Deep Portfolio Optimization via Distributional Prediction of Residual
Factors
- URL: http://arxiv.org/abs/2012.07245v1
- Date: Mon, 14 Dec 2020 04:09:52 GMT
- Title: Deep Portfolio Optimization via Distributional Prediction of Residual
Factors
- Authors: Kentaro Imajo and Kentaro Minami and Katsuya Ito and Kei Nakagawa
- Abstract summary: We propose a novel method of constructing a portfolio based on predicting the distribution of a financial quantity called residual factors.
We demonstrate the efficacy of our method on U.S. and Japanese stock market data.

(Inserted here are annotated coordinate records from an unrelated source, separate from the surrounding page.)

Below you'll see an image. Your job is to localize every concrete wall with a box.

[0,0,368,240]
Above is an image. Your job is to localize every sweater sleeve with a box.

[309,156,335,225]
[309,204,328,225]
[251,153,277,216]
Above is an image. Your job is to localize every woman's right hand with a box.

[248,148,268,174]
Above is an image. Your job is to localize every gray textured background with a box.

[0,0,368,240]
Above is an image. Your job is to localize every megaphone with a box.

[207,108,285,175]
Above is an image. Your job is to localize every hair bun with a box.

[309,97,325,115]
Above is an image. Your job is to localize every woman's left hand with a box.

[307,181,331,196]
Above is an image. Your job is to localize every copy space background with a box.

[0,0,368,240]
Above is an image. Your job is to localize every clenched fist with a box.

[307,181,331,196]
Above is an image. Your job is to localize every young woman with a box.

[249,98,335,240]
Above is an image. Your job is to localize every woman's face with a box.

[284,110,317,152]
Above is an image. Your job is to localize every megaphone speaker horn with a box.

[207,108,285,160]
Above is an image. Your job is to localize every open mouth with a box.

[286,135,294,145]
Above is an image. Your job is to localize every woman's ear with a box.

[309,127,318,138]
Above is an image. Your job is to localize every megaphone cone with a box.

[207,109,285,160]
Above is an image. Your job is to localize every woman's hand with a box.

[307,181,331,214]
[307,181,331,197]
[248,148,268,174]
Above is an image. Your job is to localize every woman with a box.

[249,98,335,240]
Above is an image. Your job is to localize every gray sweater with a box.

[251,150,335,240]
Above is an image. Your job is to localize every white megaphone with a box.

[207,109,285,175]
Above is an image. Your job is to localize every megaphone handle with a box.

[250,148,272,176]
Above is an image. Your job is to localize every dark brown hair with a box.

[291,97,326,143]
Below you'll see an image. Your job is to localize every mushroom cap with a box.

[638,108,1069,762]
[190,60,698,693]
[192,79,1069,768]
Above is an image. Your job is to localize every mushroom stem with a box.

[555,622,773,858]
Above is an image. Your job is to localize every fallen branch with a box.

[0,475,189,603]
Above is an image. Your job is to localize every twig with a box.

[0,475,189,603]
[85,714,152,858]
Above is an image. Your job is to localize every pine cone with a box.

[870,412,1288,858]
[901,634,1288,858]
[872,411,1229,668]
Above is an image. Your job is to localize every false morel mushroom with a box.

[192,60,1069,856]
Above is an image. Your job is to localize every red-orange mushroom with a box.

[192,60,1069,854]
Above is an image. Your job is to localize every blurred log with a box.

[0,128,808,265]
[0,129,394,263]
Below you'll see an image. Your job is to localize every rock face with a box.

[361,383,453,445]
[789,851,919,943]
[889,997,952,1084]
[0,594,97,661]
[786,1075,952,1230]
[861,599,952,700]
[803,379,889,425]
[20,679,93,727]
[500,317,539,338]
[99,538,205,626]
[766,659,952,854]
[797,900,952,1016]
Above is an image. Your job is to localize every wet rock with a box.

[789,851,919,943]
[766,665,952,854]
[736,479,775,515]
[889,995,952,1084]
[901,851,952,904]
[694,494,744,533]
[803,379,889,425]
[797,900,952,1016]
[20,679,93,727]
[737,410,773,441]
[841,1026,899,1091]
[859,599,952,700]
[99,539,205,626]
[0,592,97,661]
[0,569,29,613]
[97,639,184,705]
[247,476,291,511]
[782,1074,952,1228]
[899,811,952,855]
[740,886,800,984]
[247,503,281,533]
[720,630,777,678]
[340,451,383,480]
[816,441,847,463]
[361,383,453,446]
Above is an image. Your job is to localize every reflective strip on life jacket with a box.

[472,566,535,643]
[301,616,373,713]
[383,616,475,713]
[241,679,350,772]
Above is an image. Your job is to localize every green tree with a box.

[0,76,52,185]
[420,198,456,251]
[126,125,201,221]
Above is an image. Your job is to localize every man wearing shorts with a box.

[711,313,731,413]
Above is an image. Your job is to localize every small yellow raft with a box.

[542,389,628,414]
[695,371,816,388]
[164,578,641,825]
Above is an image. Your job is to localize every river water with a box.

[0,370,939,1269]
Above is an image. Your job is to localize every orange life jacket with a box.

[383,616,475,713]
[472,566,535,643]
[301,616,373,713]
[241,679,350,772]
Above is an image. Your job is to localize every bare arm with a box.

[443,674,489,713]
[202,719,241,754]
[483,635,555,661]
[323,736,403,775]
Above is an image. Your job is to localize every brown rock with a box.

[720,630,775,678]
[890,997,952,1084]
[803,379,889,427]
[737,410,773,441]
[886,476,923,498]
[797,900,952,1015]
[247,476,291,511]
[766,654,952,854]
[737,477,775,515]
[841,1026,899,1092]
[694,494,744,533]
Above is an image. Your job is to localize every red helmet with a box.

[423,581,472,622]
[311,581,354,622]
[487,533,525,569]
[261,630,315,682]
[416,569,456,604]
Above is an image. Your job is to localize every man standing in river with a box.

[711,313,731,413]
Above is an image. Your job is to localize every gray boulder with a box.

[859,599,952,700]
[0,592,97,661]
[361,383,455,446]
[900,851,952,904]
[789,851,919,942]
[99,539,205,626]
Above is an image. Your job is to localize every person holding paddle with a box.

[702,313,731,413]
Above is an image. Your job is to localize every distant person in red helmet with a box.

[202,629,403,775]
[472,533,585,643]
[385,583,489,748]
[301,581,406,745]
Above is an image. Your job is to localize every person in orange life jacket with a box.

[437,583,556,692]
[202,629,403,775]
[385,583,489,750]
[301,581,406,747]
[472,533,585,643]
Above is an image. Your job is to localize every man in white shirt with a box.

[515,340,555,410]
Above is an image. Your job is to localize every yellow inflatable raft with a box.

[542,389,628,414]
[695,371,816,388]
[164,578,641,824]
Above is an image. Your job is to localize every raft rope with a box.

- Score: 3.9189409002585562
- License: http://arxiv.org/licenses/nonexclusive-distrib/1.0/
- Abstract: Recent developments in deep learning techniques have motivated intensive
research in machine learning-aided stock trading strategies. However, since the
financial market has a highly non-stationary nature hindering the application
of typical data-hungry machine learning methods, leveraging financial inductive
biases is important to ensure better sample efficiency and robustness. In this
study, we propose a novel method of constructing a portfolio based on
predicting the distribution of a financial quantity called residual factors,
which is known to be generally useful for hedging the risk exposure to common
market factors. The key technical ingredients are twofold. First, we introduce
a computationally efficient extraction method for the residual information,
which can be easily combined with various prediction algorithms. Second, we
propose a novel neural network architecture that allows us to incorporate
widely acknowledged financial inductive biases such as amplitude invariance and
time-scale invariance. We demonstrate the efficacy of our method on U.S. and
Japanese stock market data. Through ablation experiments, we also verify that
each individual technique contributes to improving the performance of trading
strategies. We anticipate our techniques may have wide applications in various
financial problems.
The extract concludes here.